Nel febbraio del 1986, sei mesi dopo essere risultato negativo al virus, Holmes fu stato diagnosticato HIV positivo.
Il suo penultimo film è “Carne bollente”, girato in Italia da Riccardo Schicchi.
All’epoca delle riprese, Holmes era già sieropositivo e nascose la sua malattia ai co-protagonisti prima di impegnarsi in rapporti sessuali non protetti durante le riprese.
E’ morto per complicazioni legate all’AIDS il 13 marzo del 1988, a 43 anni.

KEITH HARING

Il celebre artista statunitense, creatore dei famosissimi murales, contrasse la malattia a metà degli anni ’80.

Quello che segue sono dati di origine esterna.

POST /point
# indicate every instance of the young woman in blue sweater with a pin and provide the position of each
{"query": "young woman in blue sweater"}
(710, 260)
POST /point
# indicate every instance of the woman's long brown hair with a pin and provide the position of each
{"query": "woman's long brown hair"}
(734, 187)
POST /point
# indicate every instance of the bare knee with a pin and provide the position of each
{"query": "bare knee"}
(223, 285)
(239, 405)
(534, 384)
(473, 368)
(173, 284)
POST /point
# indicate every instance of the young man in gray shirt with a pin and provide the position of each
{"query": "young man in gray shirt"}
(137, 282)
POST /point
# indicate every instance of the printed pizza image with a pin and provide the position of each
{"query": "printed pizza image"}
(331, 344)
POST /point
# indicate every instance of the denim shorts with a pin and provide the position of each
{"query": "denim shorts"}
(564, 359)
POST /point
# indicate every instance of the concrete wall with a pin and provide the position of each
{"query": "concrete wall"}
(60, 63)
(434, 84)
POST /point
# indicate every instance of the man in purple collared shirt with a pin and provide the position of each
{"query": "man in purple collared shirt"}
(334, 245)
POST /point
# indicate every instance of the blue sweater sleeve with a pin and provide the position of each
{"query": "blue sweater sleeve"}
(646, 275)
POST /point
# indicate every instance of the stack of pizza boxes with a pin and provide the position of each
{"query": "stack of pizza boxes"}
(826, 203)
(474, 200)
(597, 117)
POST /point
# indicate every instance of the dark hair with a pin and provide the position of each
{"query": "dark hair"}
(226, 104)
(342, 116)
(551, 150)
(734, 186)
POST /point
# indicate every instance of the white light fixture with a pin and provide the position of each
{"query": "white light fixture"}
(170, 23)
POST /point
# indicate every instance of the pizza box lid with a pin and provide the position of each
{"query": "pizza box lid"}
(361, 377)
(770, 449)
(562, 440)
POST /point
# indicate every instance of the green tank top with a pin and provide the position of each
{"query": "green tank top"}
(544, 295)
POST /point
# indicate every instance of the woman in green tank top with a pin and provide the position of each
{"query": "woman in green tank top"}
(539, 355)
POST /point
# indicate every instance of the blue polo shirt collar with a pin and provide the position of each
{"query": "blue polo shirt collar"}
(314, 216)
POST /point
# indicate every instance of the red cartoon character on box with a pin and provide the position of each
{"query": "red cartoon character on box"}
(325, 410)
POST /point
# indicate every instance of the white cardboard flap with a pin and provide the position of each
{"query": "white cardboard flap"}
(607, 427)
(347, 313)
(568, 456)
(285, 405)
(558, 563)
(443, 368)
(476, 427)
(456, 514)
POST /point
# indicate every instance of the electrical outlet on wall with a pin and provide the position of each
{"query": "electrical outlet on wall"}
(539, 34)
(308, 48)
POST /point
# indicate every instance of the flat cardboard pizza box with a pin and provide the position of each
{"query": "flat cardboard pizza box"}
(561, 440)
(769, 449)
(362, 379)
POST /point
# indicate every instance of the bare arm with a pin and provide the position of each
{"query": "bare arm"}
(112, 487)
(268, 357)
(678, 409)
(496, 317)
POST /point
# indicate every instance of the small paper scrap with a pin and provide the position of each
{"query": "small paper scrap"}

Consapevole della gravità dell’Aids, ancor prima di contrarre il virus, Haring tentò di sensibilizzare l’opinione pubblica sul tema della malattia imprimendolo nelle sue opere, come il celebre dipinto AIDS del 1985.

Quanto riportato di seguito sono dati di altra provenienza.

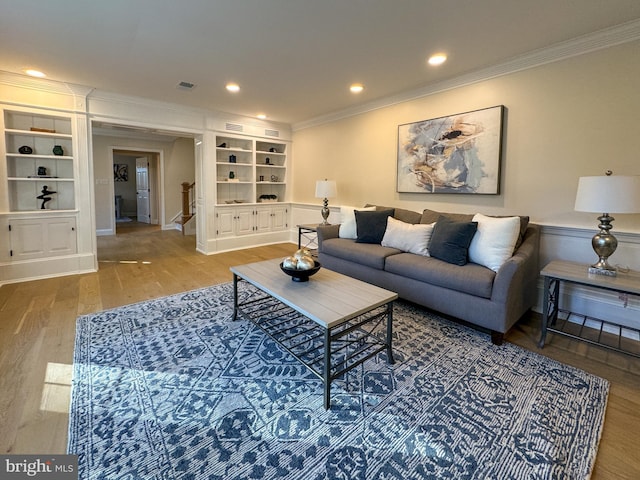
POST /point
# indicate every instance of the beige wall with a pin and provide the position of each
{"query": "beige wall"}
(179, 166)
(564, 120)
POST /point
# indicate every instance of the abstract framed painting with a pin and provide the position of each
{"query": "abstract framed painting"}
(458, 153)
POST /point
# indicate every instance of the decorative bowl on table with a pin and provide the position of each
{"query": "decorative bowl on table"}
(298, 275)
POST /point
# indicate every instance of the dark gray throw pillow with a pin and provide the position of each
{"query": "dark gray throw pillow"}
(450, 240)
(370, 226)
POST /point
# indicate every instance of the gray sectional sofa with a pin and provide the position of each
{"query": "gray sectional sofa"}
(492, 300)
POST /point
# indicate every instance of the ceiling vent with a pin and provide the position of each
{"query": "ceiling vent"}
(234, 127)
(186, 86)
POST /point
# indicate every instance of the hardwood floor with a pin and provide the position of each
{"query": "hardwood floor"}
(37, 332)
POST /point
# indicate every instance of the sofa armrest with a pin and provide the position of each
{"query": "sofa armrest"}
(326, 232)
(516, 280)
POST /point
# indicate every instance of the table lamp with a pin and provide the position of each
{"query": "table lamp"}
(326, 189)
(607, 194)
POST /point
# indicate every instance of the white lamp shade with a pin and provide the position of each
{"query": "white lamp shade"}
(326, 189)
(608, 194)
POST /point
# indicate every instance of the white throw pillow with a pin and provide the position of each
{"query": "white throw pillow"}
(407, 237)
(348, 221)
(494, 241)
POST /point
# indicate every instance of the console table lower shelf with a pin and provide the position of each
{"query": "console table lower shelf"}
(592, 330)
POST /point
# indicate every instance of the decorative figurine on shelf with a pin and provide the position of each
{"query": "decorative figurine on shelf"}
(45, 196)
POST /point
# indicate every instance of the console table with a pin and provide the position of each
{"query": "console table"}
(573, 324)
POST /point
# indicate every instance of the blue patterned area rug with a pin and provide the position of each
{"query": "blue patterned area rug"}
(174, 389)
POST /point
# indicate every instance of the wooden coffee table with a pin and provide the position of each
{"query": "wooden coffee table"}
(331, 324)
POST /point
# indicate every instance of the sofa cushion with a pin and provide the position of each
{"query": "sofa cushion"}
(369, 254)
(370, 226)
(348, 221)
(407, 237)
(402, 214)
(495, 240)
(472, 279)
(430, 216)
(450, 240)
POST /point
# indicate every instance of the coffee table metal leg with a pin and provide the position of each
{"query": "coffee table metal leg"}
(327, 369)
(390, 358)
(235, 297)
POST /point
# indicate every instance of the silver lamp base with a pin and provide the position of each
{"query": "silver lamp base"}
(604, 244)
(325, 212)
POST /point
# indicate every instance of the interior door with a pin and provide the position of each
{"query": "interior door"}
(142, 190)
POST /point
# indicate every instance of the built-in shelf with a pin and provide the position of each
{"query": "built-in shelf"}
(50, 162)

Il più grande murale mai realizzato in Europa, l’opera “Tuttomondo”, è anche l’ultima opera pubblica che riuscì a realizzare.
Un inno alla vita, che ricopre con i suoi 10 metri di altezza per 18 metri di larghezza  la parete esterna del convento di Sant’Antonio di Pisa.
Haring morì nel 1990 a soli 31 anni per complicazioni dovute all’Aids.